Kara sangat terkejut saat Ibunya tiba-tiba saja memintanya pulang dan berkata bahwa ada laki-laki yang telah melamarnya. Terhitung dari sekarang pernikahannya 2 minggu lagi.
Karna marah dan kecewa, Kara memutuskan untuk tidak pulang, walaupun di hari pernikahannya berlangsung. Tapi, ada atau tidaknya Kara, pernikahan tetap berlanjut dan ia tetap sah menjadi istri dari seorang CEO bernama Sagara Dewanagari. Akan kah pernikahan mereka bahagia atau tidak?
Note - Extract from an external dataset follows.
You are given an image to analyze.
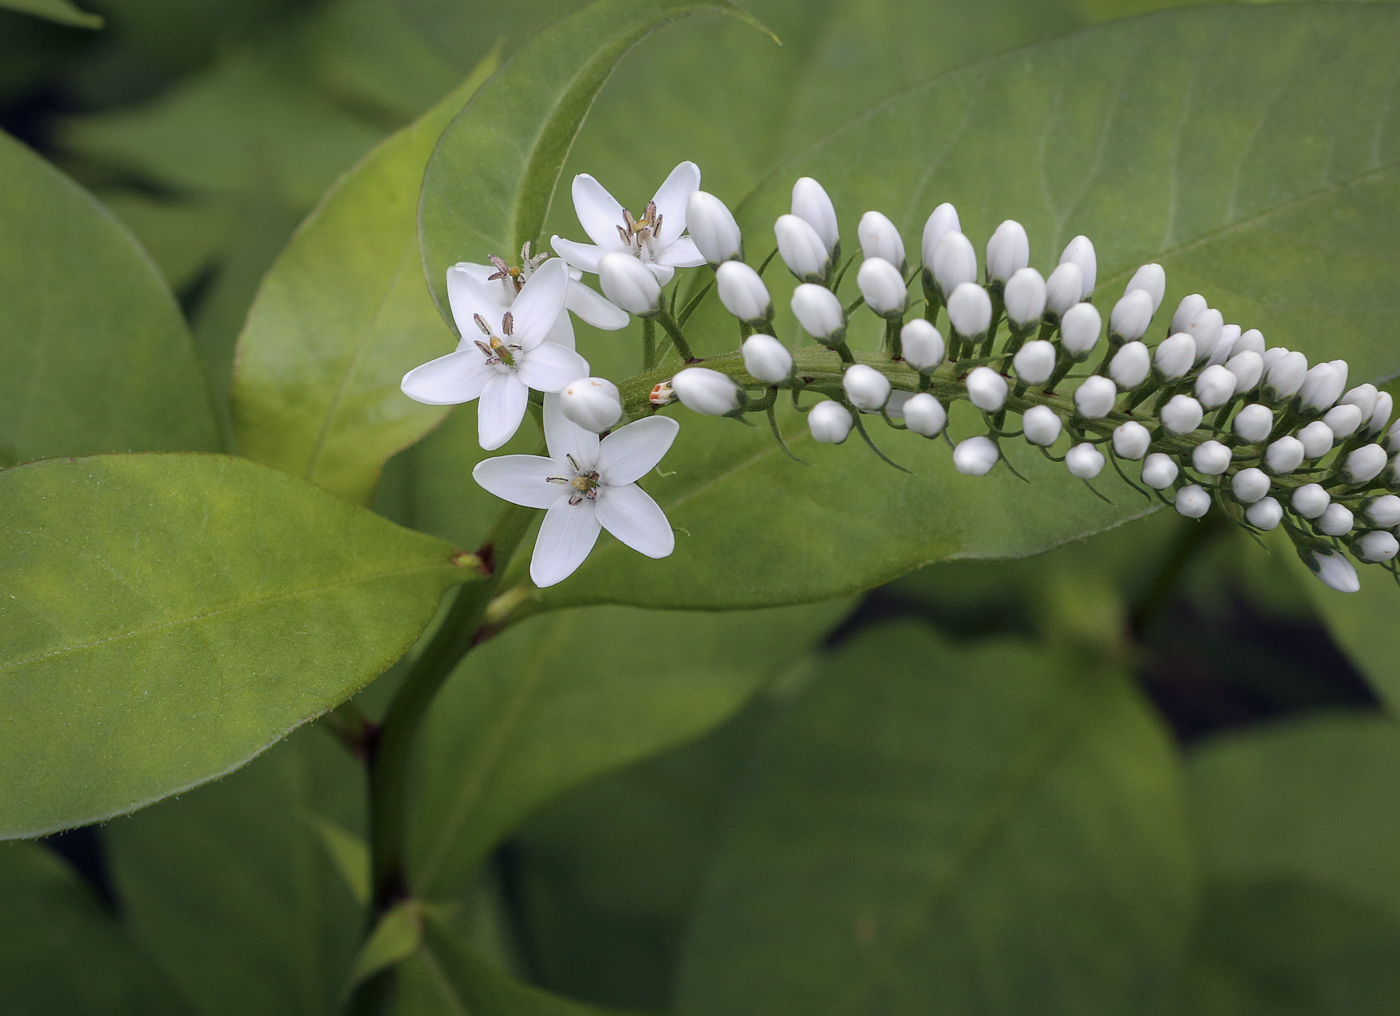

Apakah Kara bisa menjalaninya?
Karya ini diterbitkan atas izin NovelToon Ririn Yulandari, isi konten hanyalah pandangan pribadi pembuatnya, tidak mewakili NovelToon sendiri
LDR Setelah Menikah
Paginya aku langsung bersiap-siap untuk berangkat kerja, aku sampai di kantor tepat waktu yaitu jam 7:02 pagi. Ternyata sudah ada Disha dan beberapa rekan kerja ku yang lain, begitu aku masuk ke ruangan seruan langsung menyambutku.
"Aura pengantin baru mah beda," seru Disha menatap kearahku.
"Gimana, Ra, malam pertamanya?"
"Kasian banget suamimu Ra, lagi anget-anget udah di tinggal kerja aja ke sini."
Begitulah seruan-seruan yang menyambut ku pagi ini, aku tak menghiraukannya dan hanya sebatas tersenyum untuk menanggapi lalu duduk di kursiku.
Oh, iya. Hampir lupa aku memberikan oleh-oleh untuk mereka yang memang sengaja aku bawa pagi ini. "Nih, oleh-oleh buat lo," aku memberikan paperback kepada Disha yang sudah kembali siap-siap berbicara.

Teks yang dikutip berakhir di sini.